In Italy every region has different amount of funding and level of participations to cultural things.
This project aims to discover how are the public funding distributed in the last 10 years and how the trend of visitors changes through time.

In [5]:
import pandas as pd

project_20 = pd.read_csv("data/progetti_esteso_CULTURA_TURISMO_2014-2020_20250430.csv", sep=';', low_memory=False)
project_20 = project_20[['CUP','DATA_INIZIO_PREV_STUDIO_FATT','OC_DATA_INIZIO_PROGETTO','OC_DATA_FINE_PROGETTO_EFFETTIVA','DEN_REGIONE','DEN_PROVINCIA','DEN_COMUNE','FINANZ_TOTALE_PUBBLICO','FINANZ_STATO_ESTERO','FINANZ_PRIVATO']]
project_27 = pd.read_csv("data/progetti_esteso_CULTURA_TURISMO_2021-2027_20250430.csv", sep=';', low_memory=False)
project_27 = project_27[['CUP', 'DATA_INIZIO_PREV_STUDIO_FATT','OC_DATA_INIZIO_PROGETTO','OC_DATA_FINE_PROGETTO_EFFETTIVA','DEN_REGIONE','DEN_PROVINCIA','DEN_COMUNE','FINANZ_TOTALE_PUBBLICO','FINANZ_STATO_ESTERO','FINANZ_PRIVATO']]
all_projects = pd.concat([project_20, project_27], ignore_index=True)
all_projects = all_projects.drop_duplicates(subset=['CUP'], keep='first')

In [6]:
date_columns = ['DATA_INIZIO_PREV_STUDIO_FATT','OC_DATA_INIZIO_PROGETTO','OC_DATA_FINE_PROGETTO_EFFETTIVA']

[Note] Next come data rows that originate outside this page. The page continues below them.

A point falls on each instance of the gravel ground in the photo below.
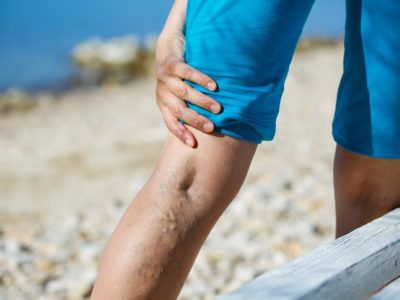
(70, 166)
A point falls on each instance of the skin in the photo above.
(155, 244)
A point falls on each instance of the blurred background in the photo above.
(80, 134)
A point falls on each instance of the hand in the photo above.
(171, 70)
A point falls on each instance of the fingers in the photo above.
(177, 128)
(179, 110)
(183, 90)
(182, 70)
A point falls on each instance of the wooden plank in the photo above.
(389, 292)
(350, 267)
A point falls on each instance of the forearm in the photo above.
(176, 19)
(171, 38)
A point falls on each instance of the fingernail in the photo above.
(210, 85)
(214, 108)
(189, 142)
(207, 126)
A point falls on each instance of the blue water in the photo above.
(36, 37)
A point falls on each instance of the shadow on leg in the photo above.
(365, 188)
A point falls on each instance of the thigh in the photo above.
(246, 47)
(205, 178)
(367, 116)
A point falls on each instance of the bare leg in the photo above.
(365, 188)
(155, 243)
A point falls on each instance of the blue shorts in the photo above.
(247, 47)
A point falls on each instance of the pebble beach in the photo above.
(71, 164)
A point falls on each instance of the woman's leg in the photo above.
(365, 188)
(158, 238)
(366, 124)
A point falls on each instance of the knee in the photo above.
(179, 201)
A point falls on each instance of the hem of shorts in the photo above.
(359, 150)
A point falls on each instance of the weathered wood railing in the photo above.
(362, 264)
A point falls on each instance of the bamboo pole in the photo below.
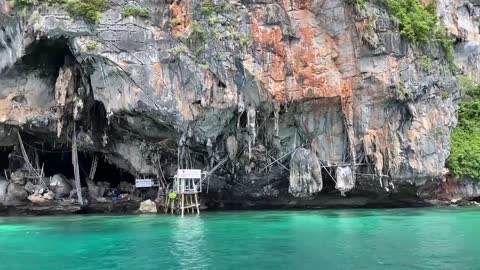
(76, 171)
(196, 203)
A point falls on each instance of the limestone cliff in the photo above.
(254, 81)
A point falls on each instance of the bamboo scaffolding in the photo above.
(76, 171)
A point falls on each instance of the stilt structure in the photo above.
(93, 168)
(33, 173)
(76, 170)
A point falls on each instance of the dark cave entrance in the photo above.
(5, 152)
(61, 162)
(47, 55)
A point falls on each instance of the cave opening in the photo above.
(5, 152)
(328, 181)
(47, 55)
(61, 162)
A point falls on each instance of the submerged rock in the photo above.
(305, 174)
(286, 74)
(60, 186)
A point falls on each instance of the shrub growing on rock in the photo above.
(419, 23)
(135, 12)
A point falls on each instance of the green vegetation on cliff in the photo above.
(464, 158)
(89, 10)
(418, 23)
(135, 11)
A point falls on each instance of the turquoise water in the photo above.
(329, 239)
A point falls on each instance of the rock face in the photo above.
(305, 174)
(251, 81)
(60, 186)
(148, 206)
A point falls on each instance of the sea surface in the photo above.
(428, 238)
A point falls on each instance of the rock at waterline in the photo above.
(37, 198)
(148, 206)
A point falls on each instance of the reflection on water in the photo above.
(189, 242)
(396, 239)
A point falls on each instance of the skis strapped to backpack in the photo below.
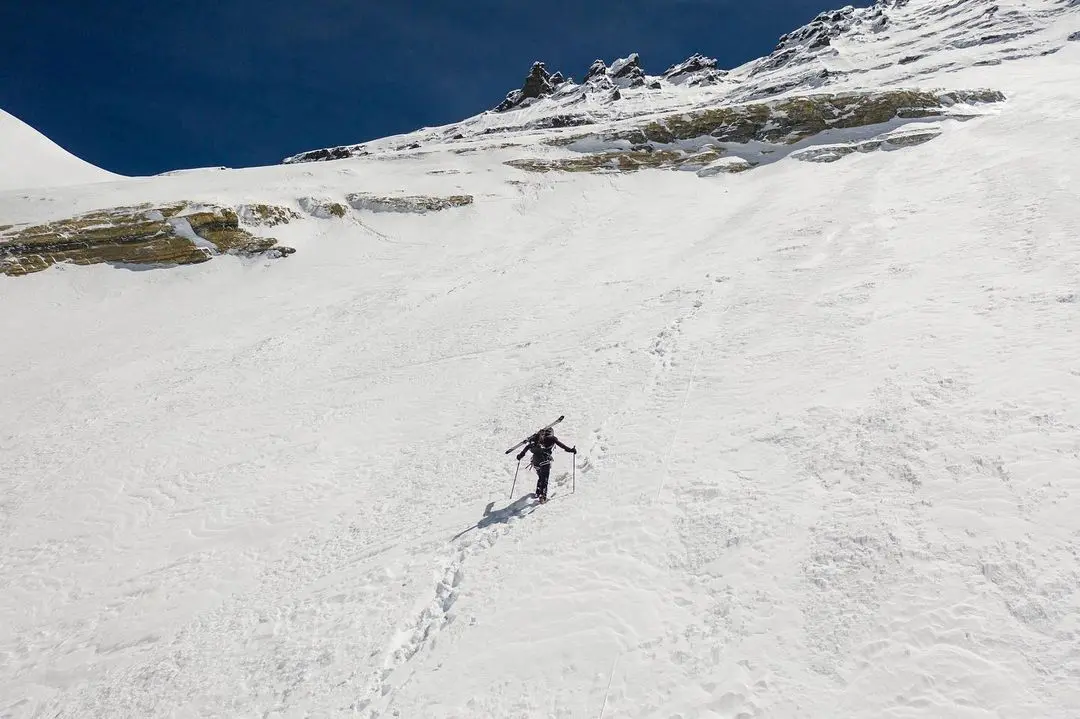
(529, 438)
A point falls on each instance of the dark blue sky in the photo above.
(139, 86)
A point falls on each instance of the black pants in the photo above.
(542, 472)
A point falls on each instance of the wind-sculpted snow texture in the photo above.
(828, 441)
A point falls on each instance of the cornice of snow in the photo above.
(28, 159)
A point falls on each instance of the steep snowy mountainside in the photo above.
(30, 160)
(893, 43)
(820, 364)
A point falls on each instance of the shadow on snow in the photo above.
(501, 516)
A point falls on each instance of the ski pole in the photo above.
(515, 479)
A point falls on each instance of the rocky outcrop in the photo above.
(326, 154)
(706, 140)
(259, 215)
(322, 208)
(694, 71)
(145, 235)
(538, 83)
(628, 71)
(791, 120)
(415, 204)
(889, 141)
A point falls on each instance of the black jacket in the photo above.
(542, 450)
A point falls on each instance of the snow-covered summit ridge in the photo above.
(893, 43)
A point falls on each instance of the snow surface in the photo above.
(829, 446)
(28, 159)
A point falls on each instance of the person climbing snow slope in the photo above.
(542, 445)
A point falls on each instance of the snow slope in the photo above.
(829, 460)
(28, 160)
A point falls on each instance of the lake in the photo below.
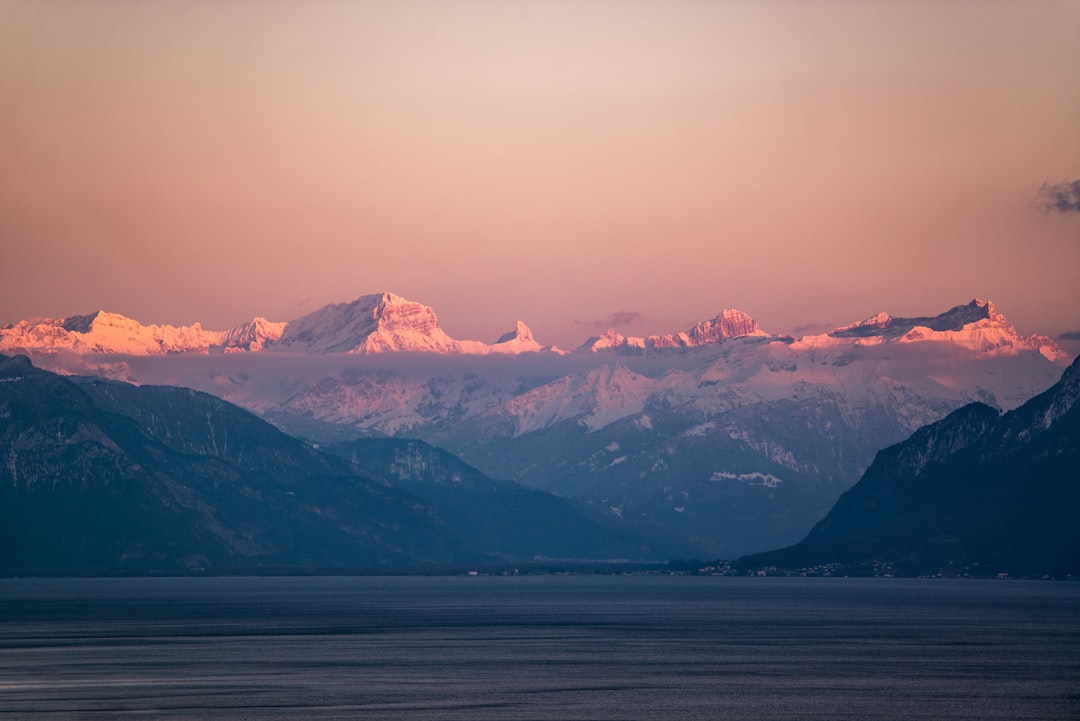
(534, 648)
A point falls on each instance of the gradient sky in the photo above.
(564, 163)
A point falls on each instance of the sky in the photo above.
(575, 165)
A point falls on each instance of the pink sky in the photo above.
(553, 162)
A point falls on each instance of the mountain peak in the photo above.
(728, 323)
(521, 332)
(976, 325)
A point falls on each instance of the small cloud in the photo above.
(812, 328)
(617, 320)
(1060, 198)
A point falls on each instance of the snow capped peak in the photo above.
(880, 321)
(521, 332)
(370, 324)
(111, 332)
(976, 326)
(728, 324)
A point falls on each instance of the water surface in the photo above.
(593, 648)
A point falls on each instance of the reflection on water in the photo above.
(539, 648)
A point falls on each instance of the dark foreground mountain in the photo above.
(105, 477)
(518, 521)
(721, 438)
(976, 493)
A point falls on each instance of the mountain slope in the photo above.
(521, 522)
(975, 492)
(723, 438)
(107, 477)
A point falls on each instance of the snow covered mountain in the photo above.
(728, 324)
(379, 323)
(110, 332)
(721, 437)
(976, 326)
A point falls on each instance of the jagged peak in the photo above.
(954, 318)
(521, 331)
(80, 323)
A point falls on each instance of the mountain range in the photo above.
(975, 493)
(107, 477)
(719, 439)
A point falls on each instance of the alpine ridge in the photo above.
(723, 439)
(380, 323)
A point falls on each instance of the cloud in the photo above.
(1060, 198)
(619, 318)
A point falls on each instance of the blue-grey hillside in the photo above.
(721, 438)
(106, 477)
(976, 492)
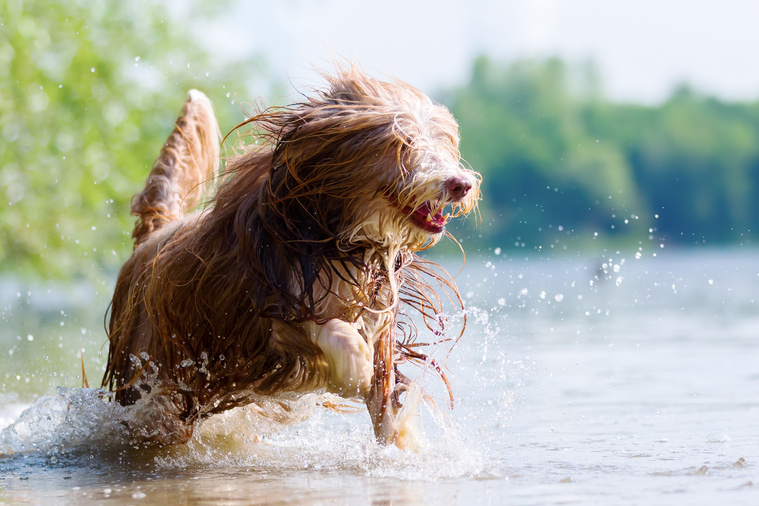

all_projects[date_columns] = (all_projects[date_columns].apply(lambda col: pd.to_datetime(col.astype('Int64').astype(str), format='%Y%m%d', errors='coerce')))

all_projects = all_projects.sort_values(by=date_columns, ascending=[True, True, True], na_position='last').reset_index(drop=True)
all_projects.to_csv("data/open_coesione.csv", index=False, encoding="utf-8")

In [7]:
import pandas as pd
import os
import glob

def transform_table(file):
    year = os.path.basename(file).split("_")[2]
    #detect header of table
    with open(file, "r", encoding = "latin-1") as f:
        for i,line in enumerate(f):
            if line.startswith("Regione"):
                header_row = i
                break
    visitors = pd.read_csv(file, skiprows = header_row, sep=";", encoding="latin-1")
    visitors.rename(columns={"Totale complessivo":"Totale_regione"}, inplace= True) 
    # set 'Regione' as columns, months as rows
    visitors = visitors.set_index("Regione").T
    
    visitors.dropna(axis=1, how="all", inplace= True)
    visitors.dropna(axis=0, how="all", inplace= True)
    
    # rename the rows to add the year
    visitors.index = [f"{month}_{year}" for month in visitors.index]

    return visitors

In [8]:
# apply to all visitatori files
files = glob.glob("data/musei_tavola5_*_visitatori.csv")
total_visitors = []
for f in files:
    total_visitors.append(transform_table(f))
    
# merge along rows
output_visitors = pd.concat(total_visitors)
output_visitors.to_csv("data/mic_visitors.csv", encoding="utf-8")

# apply to all introiti files
tables_income = glob.glob("data/musei_tavola5_*_introiti.csv")
total_income = []
for i in tables_income:
    total_income.append(transform_table(i))
    
# merge along rows
output_income = pd.concat(total_income)
output_income.to_csv("data/mic_income.csv", encoding="utf-8")